Suppose these three conditions are met:
In a video, Rational Animations invites viewers to read a LessWrong article or sequence. It's an explicit invitation made in the narration of the video rather than e.g. only as in-video text.
The article/sequence is linked in three places: at the end of the video (e.g. in place or near the Patreon link), at the top of the video description, and in the pinned comment.
The video accrues 1 million views.
How many new users will join LessWrong as a result?
The number of new users can be measured in these ways:
-> Links tracking how many new users join.
-> LessWrong stats that make the LessWrong moderators confident enough in an approximate number that they believe this market can be resolved.
Does this market resolve N/A if RA doesn't invite viewers to read LessWrong by the end of the year, or will the close date be extended?

@JosephNoonan Just extended the close date to 2026. If by then the conditions aren't met it will resolve N/A
I assume "join LessWrong" means to actually create an account, not just to visit the site, right? Presumably, the majority of people who read an article on LessWrong as a result of the video wouldn't make an account, since they were just there to read that article.

@JosephNoonan That's right, in this scenario Rational Animations only invites people to read, not make an account. This market tries to forecast how many new accounts inviting people to read stuff results in.
Great job with the YouTube channel, this is very good.
I think 1 million views is too much for this market, it would still be informative with 100k, and it would be a lot less probable that it resolves N/A.
I think a market about the proportion of new Lesswrong users per viewer, would be even better. (with maybe some minimum of viewers, so it means something).

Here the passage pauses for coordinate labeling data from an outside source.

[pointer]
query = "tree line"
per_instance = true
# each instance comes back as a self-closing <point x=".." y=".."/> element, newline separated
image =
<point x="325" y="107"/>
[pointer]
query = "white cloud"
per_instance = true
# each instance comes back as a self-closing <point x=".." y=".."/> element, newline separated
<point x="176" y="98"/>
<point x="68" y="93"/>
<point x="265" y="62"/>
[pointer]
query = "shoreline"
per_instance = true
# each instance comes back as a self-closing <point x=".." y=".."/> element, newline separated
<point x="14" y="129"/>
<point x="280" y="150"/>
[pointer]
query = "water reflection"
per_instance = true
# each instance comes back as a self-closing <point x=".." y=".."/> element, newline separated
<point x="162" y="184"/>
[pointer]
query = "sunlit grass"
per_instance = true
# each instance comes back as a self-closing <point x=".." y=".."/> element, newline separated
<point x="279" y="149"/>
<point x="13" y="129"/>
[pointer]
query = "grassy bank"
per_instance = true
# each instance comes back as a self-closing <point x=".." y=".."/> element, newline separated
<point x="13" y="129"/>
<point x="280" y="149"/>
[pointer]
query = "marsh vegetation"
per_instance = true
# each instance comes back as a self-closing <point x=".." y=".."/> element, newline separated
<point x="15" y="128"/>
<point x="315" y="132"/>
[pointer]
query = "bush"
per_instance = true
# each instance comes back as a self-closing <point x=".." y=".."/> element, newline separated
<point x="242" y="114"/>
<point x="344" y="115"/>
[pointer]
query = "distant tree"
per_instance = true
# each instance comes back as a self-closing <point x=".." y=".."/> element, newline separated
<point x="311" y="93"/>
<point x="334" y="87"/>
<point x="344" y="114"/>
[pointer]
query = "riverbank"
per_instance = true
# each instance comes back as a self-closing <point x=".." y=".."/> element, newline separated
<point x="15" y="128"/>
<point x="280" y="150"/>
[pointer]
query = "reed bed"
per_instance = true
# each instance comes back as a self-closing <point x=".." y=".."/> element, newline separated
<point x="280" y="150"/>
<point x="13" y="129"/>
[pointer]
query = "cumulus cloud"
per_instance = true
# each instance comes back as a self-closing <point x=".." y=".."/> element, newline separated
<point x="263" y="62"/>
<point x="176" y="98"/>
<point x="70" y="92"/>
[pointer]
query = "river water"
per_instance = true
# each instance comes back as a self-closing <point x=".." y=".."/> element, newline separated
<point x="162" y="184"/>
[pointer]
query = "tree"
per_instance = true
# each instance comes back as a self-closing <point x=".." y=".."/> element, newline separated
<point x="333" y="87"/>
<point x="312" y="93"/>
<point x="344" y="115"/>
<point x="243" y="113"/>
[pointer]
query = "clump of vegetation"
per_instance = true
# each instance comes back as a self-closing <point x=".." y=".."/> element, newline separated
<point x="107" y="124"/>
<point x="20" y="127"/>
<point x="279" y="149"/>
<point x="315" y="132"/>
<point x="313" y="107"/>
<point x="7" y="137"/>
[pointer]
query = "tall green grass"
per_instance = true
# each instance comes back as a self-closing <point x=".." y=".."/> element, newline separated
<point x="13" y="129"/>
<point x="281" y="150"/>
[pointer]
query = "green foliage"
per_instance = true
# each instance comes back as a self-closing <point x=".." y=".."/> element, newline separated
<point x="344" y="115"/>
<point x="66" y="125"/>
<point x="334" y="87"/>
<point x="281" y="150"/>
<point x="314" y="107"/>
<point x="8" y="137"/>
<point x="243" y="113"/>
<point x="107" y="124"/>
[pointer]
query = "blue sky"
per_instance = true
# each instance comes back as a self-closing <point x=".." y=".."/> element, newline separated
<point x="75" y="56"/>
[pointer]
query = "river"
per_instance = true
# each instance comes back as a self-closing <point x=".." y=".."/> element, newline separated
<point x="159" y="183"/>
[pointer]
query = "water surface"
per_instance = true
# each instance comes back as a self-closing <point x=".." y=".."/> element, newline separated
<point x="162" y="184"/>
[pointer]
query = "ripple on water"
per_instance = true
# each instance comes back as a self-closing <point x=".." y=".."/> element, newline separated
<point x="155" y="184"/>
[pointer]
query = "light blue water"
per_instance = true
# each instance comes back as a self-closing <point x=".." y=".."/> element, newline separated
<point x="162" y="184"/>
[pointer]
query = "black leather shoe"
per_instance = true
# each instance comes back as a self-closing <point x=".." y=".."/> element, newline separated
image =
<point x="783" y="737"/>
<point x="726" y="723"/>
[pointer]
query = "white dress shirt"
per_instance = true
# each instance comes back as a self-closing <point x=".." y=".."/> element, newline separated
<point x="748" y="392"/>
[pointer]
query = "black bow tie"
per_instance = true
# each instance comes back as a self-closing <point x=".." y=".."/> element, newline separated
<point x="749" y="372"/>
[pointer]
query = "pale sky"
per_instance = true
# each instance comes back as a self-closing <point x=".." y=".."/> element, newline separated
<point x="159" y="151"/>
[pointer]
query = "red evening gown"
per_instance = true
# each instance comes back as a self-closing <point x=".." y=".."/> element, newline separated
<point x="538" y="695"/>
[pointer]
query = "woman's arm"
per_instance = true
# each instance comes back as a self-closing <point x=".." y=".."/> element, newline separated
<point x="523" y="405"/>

Also we probably don’t have to wait 2024 to have significant statistic about that.
Just trying to
Just some thoughts:
This market will resolve based on the assessment of the Lesswrong-mods?
Also, this market is conditional on Ration Animations accumulating one million views on one of their videos. Shouldn't there be a restriction to the timeframe these views occur? Surely one of their years-old videos slowly passing the threshold would pull as many users as one thing that went viral overnight.
Also in the case of a slow takeoff video the correlated increase in lesswrong users count would be way harder to assess.